From Stuart Elliot’s email-only column today

A Reader Writes: In asking you a question recently about the music in an AT&T commercial, I mentioned a college paper I wrote about “floating signifiers in popular culture,” and in answering me you asked what that was.

This is probably more information that you (or your readers) want to know, but the concept of “floating signifiers” comes out of post-modernist cultural criticism building on the language of semiotics.

Signs and symbols tend to communicate specific meanings to those who use them. That which is signified is somehow related to one or more signifiers. For example, the American flag is a signifier of both the nation and of patriotism to that nation. Logos are designed and created to become signifiers for specific companies or products, and can eventually become signifiers for entire life styles.
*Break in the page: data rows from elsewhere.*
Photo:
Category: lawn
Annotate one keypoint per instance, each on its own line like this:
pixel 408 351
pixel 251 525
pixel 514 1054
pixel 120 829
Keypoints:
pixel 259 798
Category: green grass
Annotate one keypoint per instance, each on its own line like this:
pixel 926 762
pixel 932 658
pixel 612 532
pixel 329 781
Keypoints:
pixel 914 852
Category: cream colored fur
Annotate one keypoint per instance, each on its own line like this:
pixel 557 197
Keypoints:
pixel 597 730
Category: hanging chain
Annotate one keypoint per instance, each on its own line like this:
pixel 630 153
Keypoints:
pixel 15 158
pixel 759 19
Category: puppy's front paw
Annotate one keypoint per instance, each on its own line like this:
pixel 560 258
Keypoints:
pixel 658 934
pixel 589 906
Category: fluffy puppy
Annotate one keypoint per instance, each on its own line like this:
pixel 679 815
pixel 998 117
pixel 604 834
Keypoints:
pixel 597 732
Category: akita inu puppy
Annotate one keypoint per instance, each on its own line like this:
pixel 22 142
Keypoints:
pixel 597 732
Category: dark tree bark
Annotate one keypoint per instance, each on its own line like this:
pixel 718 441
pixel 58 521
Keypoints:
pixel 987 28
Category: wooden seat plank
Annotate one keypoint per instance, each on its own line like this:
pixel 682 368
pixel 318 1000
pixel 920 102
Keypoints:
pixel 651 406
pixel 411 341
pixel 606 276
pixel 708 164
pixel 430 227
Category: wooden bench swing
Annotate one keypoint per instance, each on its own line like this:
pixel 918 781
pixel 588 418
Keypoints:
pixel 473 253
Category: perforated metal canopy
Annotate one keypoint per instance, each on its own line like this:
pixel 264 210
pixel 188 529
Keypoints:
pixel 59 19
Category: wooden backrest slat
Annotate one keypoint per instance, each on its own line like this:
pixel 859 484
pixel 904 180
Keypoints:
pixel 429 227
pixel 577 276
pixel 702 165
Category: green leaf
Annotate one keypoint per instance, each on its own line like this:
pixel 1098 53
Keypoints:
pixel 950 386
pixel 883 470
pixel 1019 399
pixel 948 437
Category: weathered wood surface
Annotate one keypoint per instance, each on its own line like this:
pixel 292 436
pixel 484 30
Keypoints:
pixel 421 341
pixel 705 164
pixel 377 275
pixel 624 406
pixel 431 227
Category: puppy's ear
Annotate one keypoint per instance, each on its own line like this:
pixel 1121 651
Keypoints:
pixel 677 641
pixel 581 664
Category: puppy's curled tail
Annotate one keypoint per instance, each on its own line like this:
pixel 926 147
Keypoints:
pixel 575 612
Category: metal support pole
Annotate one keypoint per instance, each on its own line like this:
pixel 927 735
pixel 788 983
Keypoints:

Floating signifiers are no longer attached to their original meanings. Either through the passage of time and changing values or intentional manipulation, they become attached to new, totally unrelated meanings. The song “I Heard It Through the Grapevine” was effectively used by the advertising world to shift the meaning of the “grapevine” from the gossip mill spreading rumors of infidelity, which the song lyrics originally signified, back to a literal grapevine, the source of all those dancing California raisins. They successfully created a floating signifier.

In the case of Toyota using the music from the sea chantey “A Golden Boy Again” in a commercial about football, Toyota was attempting to shift what they thought was a football signifier to their vehicles – not knowing that the song had not been successfully separated from its sea-chantey origins.

That left many viewers wondering why an auto maker would associate itself with “drunken sailors.” In this instance, the advertising world was not successful in creating a floating signifier because the song was too strongly attached to its original meaning.

A nice little essay about meaning and media and culture!